Abilio Estevez, né à La Havane et installé à Barcelone, ne pouvait envisager l’écriture sans l’exil. Il l’explique ainsi : « Lorsque, adolescent, je me mis en tête (…) de devenir écrivain, j’avais la certitude qu’il aurait été préférable d’être né dans n’importe quelle autre ville. (…) Comme je ne pouvais pas m’échapper réellement, je découvris que je pouvais m’échapper par l’imagination. (…) Je me rendis compte qu’écrire, ou me délecter de ce que quelqu’un d’autre avait écrit, impliquait toujours et d’une certaine façon un exil, un confinement, le fait d’être là où l’on ne se trouve pas. » Et finalement il ne se sent aujourd’hui de nulle part : « Ses livres et son imaginaire : là est sa patrie. La vraie. »
D’autres viennent à l’écriture à cause de l’exil, parce que c’est leur unique moyen de se libérer d’images d’une vie disparue. C’est le cas de Gyorgy Dragoman, qui explique : « J’avais 13 ans quand j’appris que nous allions (…) partir en exil. Un départ définitif, sans possibilité de retour. (…) Je regardais tout et tout le monde comme si je les voyais pour la dernière fois. (…) Tout cela eut un effet secondaire intéressant : je me mis à voir des images d’une netteté aussi intense qu’inoubliable, dont je ne pouvais me libérer qu’à travers l’écriture. »
Alain Mabanckou, lui, n’est pas devenu écrivain parce qu’il a émigré. Simplement il a « posé un autre regard sur [sa] contrée une fois [qu’il s’en est] éloigné ». Il précise : « l’émigration aura contribué à ressortir en moi cette inquiétude qui fonde toute démarche de création. (…) L’écriture redevient alors à la fois un enracinement, un appel dans la nuit et une oreille tendue vers l’horizon. »

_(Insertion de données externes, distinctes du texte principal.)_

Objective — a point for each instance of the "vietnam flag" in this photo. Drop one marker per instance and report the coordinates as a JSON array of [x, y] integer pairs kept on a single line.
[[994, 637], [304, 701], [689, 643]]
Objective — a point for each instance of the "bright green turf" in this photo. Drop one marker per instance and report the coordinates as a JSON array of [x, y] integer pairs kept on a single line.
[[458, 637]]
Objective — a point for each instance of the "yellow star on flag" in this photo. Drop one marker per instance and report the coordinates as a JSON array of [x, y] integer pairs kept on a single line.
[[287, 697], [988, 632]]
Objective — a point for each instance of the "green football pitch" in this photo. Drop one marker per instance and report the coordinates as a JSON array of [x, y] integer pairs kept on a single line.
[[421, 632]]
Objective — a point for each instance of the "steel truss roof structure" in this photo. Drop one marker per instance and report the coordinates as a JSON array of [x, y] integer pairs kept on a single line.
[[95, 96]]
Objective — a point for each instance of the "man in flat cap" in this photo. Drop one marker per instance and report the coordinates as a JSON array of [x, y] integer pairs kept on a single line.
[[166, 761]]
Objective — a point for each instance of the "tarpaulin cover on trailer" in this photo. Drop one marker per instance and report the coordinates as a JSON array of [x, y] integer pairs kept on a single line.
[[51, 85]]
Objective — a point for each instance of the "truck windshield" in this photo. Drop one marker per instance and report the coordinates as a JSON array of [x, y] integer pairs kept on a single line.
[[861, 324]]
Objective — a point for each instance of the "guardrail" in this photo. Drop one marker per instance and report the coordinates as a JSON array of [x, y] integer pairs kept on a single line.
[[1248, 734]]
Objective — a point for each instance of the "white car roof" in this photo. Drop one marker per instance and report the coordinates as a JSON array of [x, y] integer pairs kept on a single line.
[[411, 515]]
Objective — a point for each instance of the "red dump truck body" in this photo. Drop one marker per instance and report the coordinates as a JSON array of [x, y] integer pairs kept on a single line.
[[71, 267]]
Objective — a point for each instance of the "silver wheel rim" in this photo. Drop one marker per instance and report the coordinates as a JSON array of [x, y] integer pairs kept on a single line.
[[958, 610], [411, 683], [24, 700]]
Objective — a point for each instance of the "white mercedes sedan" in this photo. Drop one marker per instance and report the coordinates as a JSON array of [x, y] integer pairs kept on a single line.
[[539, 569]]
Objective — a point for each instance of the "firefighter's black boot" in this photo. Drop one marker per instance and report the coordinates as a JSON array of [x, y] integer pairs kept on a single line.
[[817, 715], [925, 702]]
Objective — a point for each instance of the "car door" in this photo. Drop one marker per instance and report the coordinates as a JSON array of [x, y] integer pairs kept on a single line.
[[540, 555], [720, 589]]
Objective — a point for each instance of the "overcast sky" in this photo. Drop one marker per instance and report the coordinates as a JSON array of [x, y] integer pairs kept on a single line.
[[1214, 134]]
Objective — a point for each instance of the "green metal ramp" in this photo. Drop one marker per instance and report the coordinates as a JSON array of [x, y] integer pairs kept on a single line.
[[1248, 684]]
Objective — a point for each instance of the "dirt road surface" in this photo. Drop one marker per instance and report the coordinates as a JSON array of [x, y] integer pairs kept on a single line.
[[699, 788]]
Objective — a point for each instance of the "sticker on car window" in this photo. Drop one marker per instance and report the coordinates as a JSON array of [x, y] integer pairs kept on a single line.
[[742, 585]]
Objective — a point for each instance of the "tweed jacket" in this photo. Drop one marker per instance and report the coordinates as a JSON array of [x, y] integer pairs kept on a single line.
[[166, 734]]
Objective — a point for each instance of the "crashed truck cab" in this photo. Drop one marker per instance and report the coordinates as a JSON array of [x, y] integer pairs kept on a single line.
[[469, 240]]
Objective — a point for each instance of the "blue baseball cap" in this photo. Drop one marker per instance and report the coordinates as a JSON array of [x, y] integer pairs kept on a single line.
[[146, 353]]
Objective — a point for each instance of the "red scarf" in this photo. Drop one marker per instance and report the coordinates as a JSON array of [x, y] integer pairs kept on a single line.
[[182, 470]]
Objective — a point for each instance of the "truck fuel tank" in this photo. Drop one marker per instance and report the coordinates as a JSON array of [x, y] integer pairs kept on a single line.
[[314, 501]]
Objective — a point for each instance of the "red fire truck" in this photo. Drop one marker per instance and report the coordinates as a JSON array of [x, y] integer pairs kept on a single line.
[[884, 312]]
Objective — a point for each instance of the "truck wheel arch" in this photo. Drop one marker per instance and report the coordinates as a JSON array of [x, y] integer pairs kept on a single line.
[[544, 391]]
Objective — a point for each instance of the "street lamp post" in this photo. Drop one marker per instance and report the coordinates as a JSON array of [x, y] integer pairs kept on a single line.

Littérature et catastrophes
D’autres écrivains sont davantage sensibles aux catastrophes. Soit ils en traitent directement, soit elles leur servent de support à une critique du traitement médiatique ou politique fait de l’actualité. Pour Iegor Gran, qui dans son dernier livre raille la pensée dominante écologiste, un événement de l’ampleur du récent tsunami japonais fait relativiser « le prêchi-prêcha apocalyptique des écologistes. Face à ces désastres qui font des milliers de morts en quelques instants, quelle sottise arrogante faut-il avoir pour penser que le petit geste au quotidien nous permettra de sauver la planète ! »
D’autres élaborent des scénarios-catastrophes reflétant les craintes que leur inspire tel ou tel choix de société. Le fataliste Rodrigo Fresan évoque, dans son dernier roman, une fin du monde générée par « la saturation électrique de l’air que nous respirons, provoquée par l’usage d’une multiplicité de téléphones mobiles, iPod, iPad, Blackberry, etc. »
Peut-être ce catastrophisme n’est-il qu’une solution de facilité. Hartmut Rosa estime ainsi qu’il « nous est aujourd’hui bien plus facile de nous représenter la fin du monde – sous la forme d’une catastrophe nucléaire, virale ou écologique – que d’imaginer une alternative au système dominant ».

Roman et mutations
Ce système dominant, beaucoup y réfléchissent. Il est des écrivains qui se posent la question des mutations du monde, et notamment de la mondialisation. Anne-Marie Garat par exemple, qui explique : « Aujourd’hui, on voit réapparaître des romans longs, des romans d’histoire, comme chez Javier Marias ou Javier Cercas. J’y vois une manière non globalisante de rapatrier des questionnements sur notre devenir dans le monde contemporain et sur sa mémoire. »
Pour Maylis de Kerangal, le lien entre mondialisation et littérature est évident. « Quelle que soit la nature du pacte qui les unit, le roman "provoque" le monde et réciproquement », dit-elle. Et d’ajouter : « C’est précisément ce mouvement de réciprocité, quasi chimique, qui conduit le roman contemporain à faire trace de la mondialisation, à se frotter à elle, à se saisir de ce phénomène tout autant que, simultanément, à être saisi par lui. »
Etienne Klein suggère quant à lui qu’avec l’explosion des télécommunications, nous avons tendance à confondre temps et vitesse. Il pense que la fonction du roman « est désormais de nous apprendre la lenteur, de nous resynchroniser avec notre rythme propre, (…) de nous réconcilier avec la linéarité du temps. Lire, lire vraiment, est l’exact contraire de cliquer. »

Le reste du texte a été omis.